Page MenuHomePhabricator

[PGO] Adjust -vp-counters-per-site.
ClosedPublic

Authored by yamauchi on Dec 4 2020, 9:57 AM.

Details

Summary

Addressing clang bootstrap under the dynamic linking mode running out of static
allocation of value profile nodes, reported in D81682. The vnodes section size
goes from 1501k to 2171k (+670k bytes).

Diff Detail

Event Timeline

yamauchi created this revision.Dec 4 2020, 9:57 AM
yamauchi requested review of this revision.Dec 4 2020, 9:57 AM
Herald added a project: Restricted Project. · View Herald TranscriptDec 4 2020, 9:57 AM
dmajor added a subscriber: dmajor.Dec 4 2020, 10:02 AM

Thanks a lot! Glad to see it's fine with a value of 1.5. (We have been setting it to 2 in our build as a temporary workaround)

how much size increase is in clang instrumented build?

how much size increase is in clang instrumented build?

I take it you mean a clang statically-linked build. It goes from 1699k with 1.0 to 2457k with 1.5, which is about a ~760k bytes increase.

The size increase is significant. It is likely that some very large apps may run into size limit issue at link time with this change.

yamauchi updated this revision to Diff 310684.Dec 9 2020, 3:29 PM

Adjust only for dynamic linking mode. Rebase.

The size increase is significant. It is likely that some very large apps may run into size limit issue at link time with this change.

Ok. Now adjust the flag value only when the PGO instrumented build and dynamic linking mode.

davidxl added inline comments.Dec 9 2020, 5:06 PM
llvm/cmake/modules/HandleLLVMOptions.cmake
923

is version 11 when the option is introduced?

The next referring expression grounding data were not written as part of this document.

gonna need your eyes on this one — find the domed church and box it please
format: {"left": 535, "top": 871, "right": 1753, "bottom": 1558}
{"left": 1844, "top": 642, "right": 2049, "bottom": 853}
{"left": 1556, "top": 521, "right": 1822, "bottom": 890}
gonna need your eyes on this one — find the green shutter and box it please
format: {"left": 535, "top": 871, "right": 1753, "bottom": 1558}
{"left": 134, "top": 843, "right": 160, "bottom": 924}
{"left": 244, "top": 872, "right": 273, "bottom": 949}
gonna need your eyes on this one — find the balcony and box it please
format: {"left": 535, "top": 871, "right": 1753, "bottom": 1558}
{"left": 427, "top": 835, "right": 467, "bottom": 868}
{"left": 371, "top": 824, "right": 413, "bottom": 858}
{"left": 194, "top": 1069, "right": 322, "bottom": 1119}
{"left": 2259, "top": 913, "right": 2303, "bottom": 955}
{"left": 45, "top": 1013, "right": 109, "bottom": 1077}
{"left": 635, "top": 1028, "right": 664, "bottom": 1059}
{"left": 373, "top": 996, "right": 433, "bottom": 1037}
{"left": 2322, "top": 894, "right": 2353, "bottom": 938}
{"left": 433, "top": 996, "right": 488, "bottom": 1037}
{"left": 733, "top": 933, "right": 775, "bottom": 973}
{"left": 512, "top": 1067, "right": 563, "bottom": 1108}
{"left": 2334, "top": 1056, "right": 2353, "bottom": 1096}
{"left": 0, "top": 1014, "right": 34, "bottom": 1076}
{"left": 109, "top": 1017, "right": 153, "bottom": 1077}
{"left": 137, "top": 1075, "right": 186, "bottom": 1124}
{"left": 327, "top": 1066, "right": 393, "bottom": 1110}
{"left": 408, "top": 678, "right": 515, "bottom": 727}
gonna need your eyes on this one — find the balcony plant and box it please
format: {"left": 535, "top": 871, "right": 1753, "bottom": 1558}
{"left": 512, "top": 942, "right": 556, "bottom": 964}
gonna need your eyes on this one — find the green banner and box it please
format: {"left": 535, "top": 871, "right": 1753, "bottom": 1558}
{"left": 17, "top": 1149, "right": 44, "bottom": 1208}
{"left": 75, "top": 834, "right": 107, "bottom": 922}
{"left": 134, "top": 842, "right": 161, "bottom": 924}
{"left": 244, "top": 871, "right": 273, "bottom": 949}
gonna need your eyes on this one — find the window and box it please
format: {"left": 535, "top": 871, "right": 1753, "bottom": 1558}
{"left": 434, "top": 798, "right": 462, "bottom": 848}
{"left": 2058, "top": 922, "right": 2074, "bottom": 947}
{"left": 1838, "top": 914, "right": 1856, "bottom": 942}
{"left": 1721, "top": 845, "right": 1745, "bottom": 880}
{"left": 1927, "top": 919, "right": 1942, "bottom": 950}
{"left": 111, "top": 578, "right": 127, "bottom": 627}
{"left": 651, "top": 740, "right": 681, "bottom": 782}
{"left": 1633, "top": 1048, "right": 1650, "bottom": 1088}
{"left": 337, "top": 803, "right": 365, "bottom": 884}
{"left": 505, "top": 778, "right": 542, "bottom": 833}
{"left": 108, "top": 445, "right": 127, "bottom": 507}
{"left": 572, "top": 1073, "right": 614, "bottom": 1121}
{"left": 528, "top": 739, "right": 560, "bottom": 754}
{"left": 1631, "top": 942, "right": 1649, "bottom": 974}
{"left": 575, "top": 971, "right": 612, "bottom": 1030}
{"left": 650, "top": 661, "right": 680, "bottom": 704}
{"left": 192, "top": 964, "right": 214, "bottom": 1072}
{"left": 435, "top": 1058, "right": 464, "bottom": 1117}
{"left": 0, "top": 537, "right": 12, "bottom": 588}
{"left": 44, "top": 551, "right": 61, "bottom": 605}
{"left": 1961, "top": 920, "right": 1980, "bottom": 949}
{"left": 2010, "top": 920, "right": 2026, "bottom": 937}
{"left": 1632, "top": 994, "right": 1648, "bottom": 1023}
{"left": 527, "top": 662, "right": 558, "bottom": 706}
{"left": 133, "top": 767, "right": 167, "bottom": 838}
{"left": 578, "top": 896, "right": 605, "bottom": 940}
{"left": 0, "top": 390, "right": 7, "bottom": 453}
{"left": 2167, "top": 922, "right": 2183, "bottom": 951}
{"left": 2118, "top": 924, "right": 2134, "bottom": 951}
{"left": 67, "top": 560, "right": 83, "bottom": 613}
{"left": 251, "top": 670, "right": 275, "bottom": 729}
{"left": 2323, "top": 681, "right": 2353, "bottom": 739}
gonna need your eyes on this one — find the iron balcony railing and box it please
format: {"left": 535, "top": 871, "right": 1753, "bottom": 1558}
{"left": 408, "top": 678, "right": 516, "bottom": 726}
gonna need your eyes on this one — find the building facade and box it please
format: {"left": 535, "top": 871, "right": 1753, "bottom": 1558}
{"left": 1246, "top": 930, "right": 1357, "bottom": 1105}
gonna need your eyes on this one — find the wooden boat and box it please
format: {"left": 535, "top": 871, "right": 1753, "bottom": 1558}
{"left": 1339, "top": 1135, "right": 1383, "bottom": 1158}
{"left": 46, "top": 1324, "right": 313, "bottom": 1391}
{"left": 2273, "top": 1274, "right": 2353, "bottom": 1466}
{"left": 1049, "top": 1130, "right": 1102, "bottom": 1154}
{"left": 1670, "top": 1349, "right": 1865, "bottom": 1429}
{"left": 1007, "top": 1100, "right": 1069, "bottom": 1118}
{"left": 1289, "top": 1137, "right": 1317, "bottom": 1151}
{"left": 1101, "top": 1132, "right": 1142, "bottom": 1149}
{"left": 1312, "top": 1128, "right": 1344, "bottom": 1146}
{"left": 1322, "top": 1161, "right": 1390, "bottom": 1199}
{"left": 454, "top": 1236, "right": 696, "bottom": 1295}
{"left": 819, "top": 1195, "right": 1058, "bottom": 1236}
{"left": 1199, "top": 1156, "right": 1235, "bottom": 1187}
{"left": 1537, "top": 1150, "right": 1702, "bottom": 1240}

This revision is now accepted and ready to land.Dec 10 2020, 10:01 AM
yamauchi marked an inline comment as done.Dec 10 2020, 1:38 PM
yamauchi added inline comments.
llvm/cmake/modules/HandleLLVMOptions.cmake
923

Version 11 is when the extended value profile buckets was enabled (and presumably this issue started.)

This revision was landed with ongoing or failed builds.Dec 11 2020, 9:43 AM
This revision was automatically updated to reflect the committed changes.
yamauchi marked an inline comment as done.

Hm, we tell users not to use Xclang or mllvm flags because they're implementation details. Furthermore, we control the default value of these things. Could we instead change the default value to just work, instead of needing tweaks?

tambre added a subscriber: tambre.Dec 14 2020, 9:30 AM

In my case 1.5 is better, but not enough. 2.0 is good and is what I've used so far. However, -vp-counters-per-site can only be specified once so this has broken my builds and I've patched it out for now.
Could we maybe parameterize this or add an option to turn it off?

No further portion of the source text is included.